The designs are in the process of being patented. Each is based around the premise that it should be physically easy to open and elderly friendly. Once each model has been patented the designs will be developed into prototypes and thrown open to industrial interest. The utilisation of the models as CRCs should help lower accident rates from poisonings and raise the abilities of elderly consumers to open CRC packaging.

Just as nanotechnology is becoming an important feature of drug delivery developments, new materials manufactured using nanotechnology are finding applications in pharmaceutical packaging because of their ability to respond effectively to environmental stimuli such as light, heat or changes in gas or pH.

Packs that are able to change the condition of their own contents, activating responsive pores, valves or barriers to optimise product shelf life and quality, are now a reality being developed by Professor Tony Ryan and his research team at the University of Sheffield. Packaging too is playing a more active role in the dispensing of its own contents and in protecting itself against tampering or abuse.

What is evolving is a 'molecular toolbox' that can be used to build different characteristics into packaging materials. For example, a polymer layer grown on the surface of a porous packaging film can be designed to cover or uncover the holes in response to specific environmental conditions thus creating 'packaging with pores'. A change in light conditions could, for example, trigger valves within the packaging to open. Indeed, valves with opposite polarity to allow two way flows have already been tried and tested.

smart materials

Research inspired by muscles is focused on the introduction of chemical energy to produce molecules that change shape. Changes in pH, for instance, can cause a molecule to expand by up to one hundred times. These responsive molecules can be harnessed to power responsive features within the packaging.

'Smart' gels that expand and contract are already in use delivering doses of insulin in response to glucose variations - and the good news is that these reactive gels are relatively inexpensive.

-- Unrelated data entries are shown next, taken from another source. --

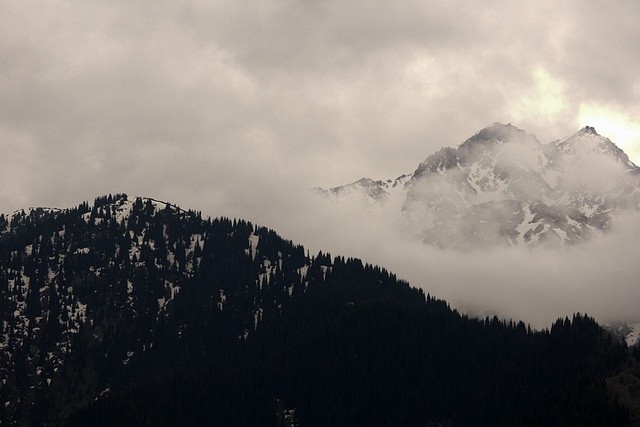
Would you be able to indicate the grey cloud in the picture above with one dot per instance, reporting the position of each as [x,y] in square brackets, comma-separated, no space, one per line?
[233,107]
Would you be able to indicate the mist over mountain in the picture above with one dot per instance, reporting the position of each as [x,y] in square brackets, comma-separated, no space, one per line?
[502,187]
[132,310]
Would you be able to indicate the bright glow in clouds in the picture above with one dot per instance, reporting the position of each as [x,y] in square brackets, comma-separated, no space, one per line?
[614,125]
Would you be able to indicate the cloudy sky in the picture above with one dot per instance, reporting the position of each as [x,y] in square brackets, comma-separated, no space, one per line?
[231,106]
[213,103]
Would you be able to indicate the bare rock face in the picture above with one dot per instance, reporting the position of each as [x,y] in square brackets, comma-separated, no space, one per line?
[503,187]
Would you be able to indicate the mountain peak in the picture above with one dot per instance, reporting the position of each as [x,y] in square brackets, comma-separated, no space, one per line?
[498,132]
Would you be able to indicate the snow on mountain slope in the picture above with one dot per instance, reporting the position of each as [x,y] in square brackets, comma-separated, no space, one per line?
[502,187]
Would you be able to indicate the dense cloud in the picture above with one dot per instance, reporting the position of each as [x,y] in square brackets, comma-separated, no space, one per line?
[233,107]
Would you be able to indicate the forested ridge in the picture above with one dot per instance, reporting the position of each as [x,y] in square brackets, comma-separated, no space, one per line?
[133,311]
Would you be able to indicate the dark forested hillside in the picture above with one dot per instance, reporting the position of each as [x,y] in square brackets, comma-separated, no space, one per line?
[133,311]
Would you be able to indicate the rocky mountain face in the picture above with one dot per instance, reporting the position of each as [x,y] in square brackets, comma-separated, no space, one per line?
[503,187]
[134,311]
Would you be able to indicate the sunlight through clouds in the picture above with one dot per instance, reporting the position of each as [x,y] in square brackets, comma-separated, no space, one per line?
[616,126]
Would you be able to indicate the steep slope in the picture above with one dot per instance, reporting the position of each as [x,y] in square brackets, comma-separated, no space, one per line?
[134,311]
[503,187]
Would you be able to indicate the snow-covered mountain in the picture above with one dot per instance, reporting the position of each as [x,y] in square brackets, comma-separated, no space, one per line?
[503,187]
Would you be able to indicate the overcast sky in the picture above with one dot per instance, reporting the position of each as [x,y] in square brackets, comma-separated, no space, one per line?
[230,107]
[197,101]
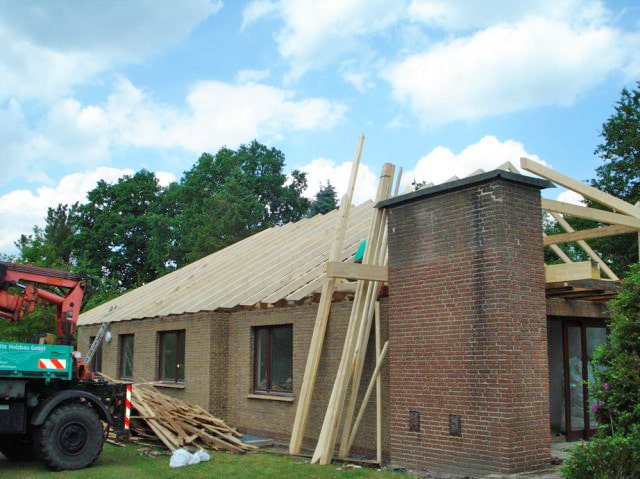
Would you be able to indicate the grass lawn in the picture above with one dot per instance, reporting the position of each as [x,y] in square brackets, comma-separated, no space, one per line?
[127,463]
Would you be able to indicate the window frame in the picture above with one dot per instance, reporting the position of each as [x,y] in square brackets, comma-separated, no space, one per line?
[96,361]
[121,349]
[267,391]
[181,340]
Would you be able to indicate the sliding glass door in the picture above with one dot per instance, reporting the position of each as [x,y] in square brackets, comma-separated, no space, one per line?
[580,338]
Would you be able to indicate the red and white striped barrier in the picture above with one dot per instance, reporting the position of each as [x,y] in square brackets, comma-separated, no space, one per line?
[52,364]
[127,408]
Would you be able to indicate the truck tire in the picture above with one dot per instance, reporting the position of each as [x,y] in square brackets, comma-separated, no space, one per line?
[16,448]
[70,438]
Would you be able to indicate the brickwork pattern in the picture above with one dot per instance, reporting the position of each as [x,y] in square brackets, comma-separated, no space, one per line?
[275,417]
[468,330]
[219,366]
[199,366]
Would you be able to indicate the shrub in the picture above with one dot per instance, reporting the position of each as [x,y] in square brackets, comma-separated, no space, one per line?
[615,450]
[605,457]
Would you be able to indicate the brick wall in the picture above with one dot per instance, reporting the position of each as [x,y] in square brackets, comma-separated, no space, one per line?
[219,366]
[276,417]
[468,329]
[203,358]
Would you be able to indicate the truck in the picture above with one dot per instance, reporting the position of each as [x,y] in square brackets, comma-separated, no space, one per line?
[52,405]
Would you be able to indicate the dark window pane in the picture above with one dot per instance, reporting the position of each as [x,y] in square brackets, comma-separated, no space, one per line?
[126,356]
[281,359]
[168,354]
[171,363]
[180,356]
[262,336]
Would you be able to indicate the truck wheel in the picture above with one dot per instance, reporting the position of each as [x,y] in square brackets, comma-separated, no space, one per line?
[16,448]
[70,438]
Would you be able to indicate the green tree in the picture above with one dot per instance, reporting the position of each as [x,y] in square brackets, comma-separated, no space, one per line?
[615,450]
[620,174]
[52,246]
[122,232]
[229,196]
[325,200]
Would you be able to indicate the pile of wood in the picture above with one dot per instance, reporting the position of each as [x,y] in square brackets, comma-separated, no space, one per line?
[158,419]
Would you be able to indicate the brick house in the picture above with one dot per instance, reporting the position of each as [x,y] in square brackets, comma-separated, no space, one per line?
[482,351]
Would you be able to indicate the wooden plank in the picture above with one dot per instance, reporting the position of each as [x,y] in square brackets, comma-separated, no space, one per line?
[605,284]
[576,309]
[585,247]
[571,271]
[367,395]
[574,236]
[508,166]
[324,307]
[589,213]
[360,351]
[362,300]
[369,272]
[561,254]
[378,386]
[585,190]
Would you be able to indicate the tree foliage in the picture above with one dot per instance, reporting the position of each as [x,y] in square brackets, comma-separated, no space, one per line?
[134,230]
[615,451]
[325,200]
[229,196]
[619,175]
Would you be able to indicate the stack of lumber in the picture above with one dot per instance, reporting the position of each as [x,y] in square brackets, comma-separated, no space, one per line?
[158,418]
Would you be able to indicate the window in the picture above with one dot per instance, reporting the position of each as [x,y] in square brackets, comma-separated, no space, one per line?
[126,356]
[171,364]
[273,359]
[96,362]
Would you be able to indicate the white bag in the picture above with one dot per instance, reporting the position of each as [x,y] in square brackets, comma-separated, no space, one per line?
[180,458]
[203,455]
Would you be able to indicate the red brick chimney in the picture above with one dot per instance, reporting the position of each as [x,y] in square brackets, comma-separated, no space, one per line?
[467,326]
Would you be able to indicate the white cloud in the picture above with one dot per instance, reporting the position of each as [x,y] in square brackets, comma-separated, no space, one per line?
[318,33]
[20,210]
[507,68]
[572,197]
[256,10]
[440,164]
[246,76]
[321,170]
[48,47]
[215,114]
[469,14]
[165,178]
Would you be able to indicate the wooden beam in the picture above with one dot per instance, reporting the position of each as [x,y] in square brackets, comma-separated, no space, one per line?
[556,249]
[571,308]
[336,269]
[588,234]
[586,248]
[590,213]
[571,271]
[579,187]
[508,166]
[322,316]
[367,395]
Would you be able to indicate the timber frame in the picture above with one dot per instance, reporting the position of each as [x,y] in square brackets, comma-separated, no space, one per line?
[620,218]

The throbbing effect of gels that collapse twice as fast as they expand when subjected to changes in environmental conditions can result in a force that can be used. The same principles can produce actuators in the polymer that can expand in one, two or even three dimensions. Future developments aim to produce molecular devices that swim against a chemical gradient to a recognised site to deliver its contents. The implications for medical packaging concerned with the targeted delivery of expensive drugs or nutrients are immense.

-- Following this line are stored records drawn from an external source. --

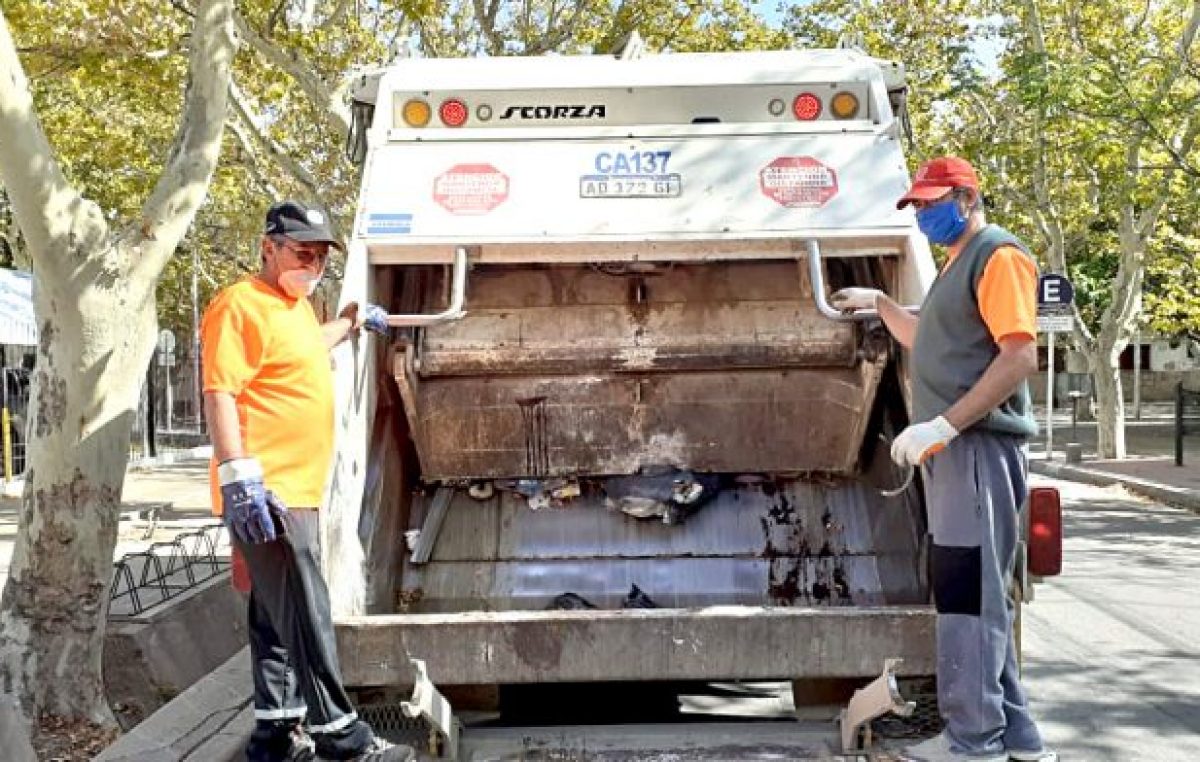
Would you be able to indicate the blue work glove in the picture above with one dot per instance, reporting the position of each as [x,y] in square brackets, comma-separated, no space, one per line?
[376,319]
[249,508]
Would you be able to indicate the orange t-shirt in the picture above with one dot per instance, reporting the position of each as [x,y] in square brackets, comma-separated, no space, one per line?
[268,351]
[1008,293]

The Faraday Packaging Partnership

Following a successful application by the Universities of Leeds Sheffield and York in collaboration with Pira International, the Faraday Packaging Partnership was one of the four initial Faraday partnerships awarded funds by the EPSRC (Engineering and Physical Sciences Research Council). Formed in 1998, it was set up to "support a new and deeper understanding of the science underpinning the future of the packaging industry through a programme of research, technology transfer and training, and for this new understanding to provide the basis for sustainable commercial competitiveness." It offers members the advantage of participation in commercially orientated projects and a commitment to encouraging a two-way flow of technology and skilled people between universities and industry. By creating a unique window on opportunities arising from UK universities, the Partnership aims to inspire new thinking, achieve new perspectives and provide a clear vision for the packaging sector, helping to build a blueprint for an exciting and profitable future.